Handball is known to have been played in Ireland from at least the mid-1500s. Its origins are likely shared with the contemporaneous games of real or royal tennis, palla, pelota and Eton fives. While royal tennis was played in purpose-built courts from the early 1500s, handball, like pelota (Basque region) and palla (Tuscany), was predominantly played in appropriated spaces, such as religious ruins, vacant RIC barracks, walls of bridges and walls of hillside limekilns, until the early twentieth century.

1Purpose-built handball alleys first emerged in the late 1700s, although these seem to have remained the exception for at least a further century. Comprising two short side walls on either side of the playing wall, the early examples signalled the introduction of side-wall play into what was previously a one-wall game, a practice credited to the playing of handball on royal tennis courts in London throughout the 1700s. Later versions lengthened these walls and raised the height of the playing wall, culminating in the familiar three-wall alley: this form was to become the standard by the early twentieth century, in rural and urban settings alike, and was to endure for a further 50 years. The now demolished 1950s handball alley at Johnstown, Co. Kilkenny (top), is a typical example. The inclusion of a fourth wall became popular with advances in concrete construction and tended to incorporate viewing terraces above changing rooms or a void space, such as the alleys to the right and left at Newport, Co. Tipperary (above). A small proportion of alleys were later internalised by the addition of a roof. Interestingly, the size of the floor space remained relatively consistent from the outset.

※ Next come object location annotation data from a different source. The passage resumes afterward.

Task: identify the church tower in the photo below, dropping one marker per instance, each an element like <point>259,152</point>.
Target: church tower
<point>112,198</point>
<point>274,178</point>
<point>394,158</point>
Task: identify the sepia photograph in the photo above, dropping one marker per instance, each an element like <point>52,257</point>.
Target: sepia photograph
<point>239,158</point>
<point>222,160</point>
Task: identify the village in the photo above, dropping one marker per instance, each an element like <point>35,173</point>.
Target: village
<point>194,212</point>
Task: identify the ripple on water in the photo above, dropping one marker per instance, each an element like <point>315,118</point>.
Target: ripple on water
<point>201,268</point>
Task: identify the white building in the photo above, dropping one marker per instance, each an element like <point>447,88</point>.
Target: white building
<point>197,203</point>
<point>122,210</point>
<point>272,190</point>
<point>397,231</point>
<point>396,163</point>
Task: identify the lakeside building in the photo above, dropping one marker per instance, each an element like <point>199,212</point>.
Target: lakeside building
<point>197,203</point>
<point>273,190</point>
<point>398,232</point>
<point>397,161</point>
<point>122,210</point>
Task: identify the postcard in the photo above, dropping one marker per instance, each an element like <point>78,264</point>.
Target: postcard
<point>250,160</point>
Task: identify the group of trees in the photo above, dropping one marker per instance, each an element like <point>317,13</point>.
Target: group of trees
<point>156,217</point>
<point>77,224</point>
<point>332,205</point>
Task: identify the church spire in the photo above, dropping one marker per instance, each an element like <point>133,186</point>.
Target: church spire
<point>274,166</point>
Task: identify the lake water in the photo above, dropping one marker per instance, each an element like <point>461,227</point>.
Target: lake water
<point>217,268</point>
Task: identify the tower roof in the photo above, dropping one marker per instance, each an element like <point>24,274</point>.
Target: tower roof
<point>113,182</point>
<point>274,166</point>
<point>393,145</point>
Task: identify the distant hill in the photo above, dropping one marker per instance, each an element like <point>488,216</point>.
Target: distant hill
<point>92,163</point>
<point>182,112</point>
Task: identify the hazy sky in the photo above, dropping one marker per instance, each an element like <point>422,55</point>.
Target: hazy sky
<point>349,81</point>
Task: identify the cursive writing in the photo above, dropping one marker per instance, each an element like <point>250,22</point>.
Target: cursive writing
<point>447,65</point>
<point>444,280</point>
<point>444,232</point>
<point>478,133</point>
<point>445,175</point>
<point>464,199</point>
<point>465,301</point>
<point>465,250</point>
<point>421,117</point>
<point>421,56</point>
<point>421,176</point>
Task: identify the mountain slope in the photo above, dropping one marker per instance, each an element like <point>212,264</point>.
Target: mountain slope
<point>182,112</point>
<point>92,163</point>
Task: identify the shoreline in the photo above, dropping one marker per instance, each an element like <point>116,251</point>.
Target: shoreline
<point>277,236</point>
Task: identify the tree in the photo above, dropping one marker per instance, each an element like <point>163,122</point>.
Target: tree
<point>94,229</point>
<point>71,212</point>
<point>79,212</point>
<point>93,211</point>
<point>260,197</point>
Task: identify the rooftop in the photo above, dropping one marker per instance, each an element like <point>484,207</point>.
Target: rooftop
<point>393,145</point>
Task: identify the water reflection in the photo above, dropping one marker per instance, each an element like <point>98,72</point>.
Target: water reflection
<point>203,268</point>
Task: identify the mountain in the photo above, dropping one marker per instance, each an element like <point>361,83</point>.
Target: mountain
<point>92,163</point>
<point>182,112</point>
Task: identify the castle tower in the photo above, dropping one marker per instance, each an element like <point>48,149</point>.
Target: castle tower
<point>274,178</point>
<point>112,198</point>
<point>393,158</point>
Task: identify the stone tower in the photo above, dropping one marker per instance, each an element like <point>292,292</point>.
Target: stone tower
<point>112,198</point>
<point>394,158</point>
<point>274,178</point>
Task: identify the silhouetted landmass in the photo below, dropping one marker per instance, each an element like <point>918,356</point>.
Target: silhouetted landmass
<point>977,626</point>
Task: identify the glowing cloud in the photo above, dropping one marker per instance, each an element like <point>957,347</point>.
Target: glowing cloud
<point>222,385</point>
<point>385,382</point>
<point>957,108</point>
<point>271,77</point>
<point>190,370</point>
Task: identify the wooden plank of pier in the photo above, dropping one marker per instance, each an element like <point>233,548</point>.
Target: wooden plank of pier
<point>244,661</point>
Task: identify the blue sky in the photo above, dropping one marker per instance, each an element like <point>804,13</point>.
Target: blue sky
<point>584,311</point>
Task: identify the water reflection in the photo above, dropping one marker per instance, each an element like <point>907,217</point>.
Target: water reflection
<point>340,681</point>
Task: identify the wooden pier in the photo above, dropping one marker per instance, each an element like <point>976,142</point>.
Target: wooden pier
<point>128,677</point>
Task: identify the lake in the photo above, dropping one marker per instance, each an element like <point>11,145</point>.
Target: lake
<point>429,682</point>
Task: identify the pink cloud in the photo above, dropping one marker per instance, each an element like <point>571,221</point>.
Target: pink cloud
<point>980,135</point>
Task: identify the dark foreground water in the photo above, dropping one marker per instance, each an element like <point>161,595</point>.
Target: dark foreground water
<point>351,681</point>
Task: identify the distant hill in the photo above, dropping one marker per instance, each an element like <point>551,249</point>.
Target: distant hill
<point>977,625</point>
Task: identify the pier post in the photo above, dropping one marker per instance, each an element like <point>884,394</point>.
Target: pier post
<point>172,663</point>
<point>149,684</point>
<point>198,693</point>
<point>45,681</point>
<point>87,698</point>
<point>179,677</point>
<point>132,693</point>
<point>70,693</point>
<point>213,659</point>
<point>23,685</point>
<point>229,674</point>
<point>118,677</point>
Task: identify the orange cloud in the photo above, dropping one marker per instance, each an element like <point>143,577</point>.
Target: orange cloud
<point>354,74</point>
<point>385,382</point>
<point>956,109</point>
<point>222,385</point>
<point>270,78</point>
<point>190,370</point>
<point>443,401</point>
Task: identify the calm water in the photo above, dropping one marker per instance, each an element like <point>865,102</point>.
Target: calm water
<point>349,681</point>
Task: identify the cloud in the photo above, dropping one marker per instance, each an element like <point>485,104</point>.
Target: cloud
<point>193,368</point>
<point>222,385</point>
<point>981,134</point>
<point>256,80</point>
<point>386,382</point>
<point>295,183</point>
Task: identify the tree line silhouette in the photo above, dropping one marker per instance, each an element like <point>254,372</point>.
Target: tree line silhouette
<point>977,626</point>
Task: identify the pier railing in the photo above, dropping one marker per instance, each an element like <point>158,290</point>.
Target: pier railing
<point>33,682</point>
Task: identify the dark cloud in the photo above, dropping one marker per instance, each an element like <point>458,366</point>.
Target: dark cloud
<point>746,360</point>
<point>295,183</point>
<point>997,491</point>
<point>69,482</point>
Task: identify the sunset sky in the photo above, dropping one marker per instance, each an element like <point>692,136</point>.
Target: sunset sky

Throughout its history handball was associated with large, often day-long, gatherings involving people waiting for a game, those watching, and those engaged in betting and match-making activities. The introduction of high enclosing walls resulted in such gatherings becoming more formalised and, on occasions, more covert. In addition to its use for Sunday dances, card-playing and as a hiring place for casual and seasonal labour, the handball alley was often used as a meeting place during the 1798 Rebellion, the Black-and-Tan era and the Civil War.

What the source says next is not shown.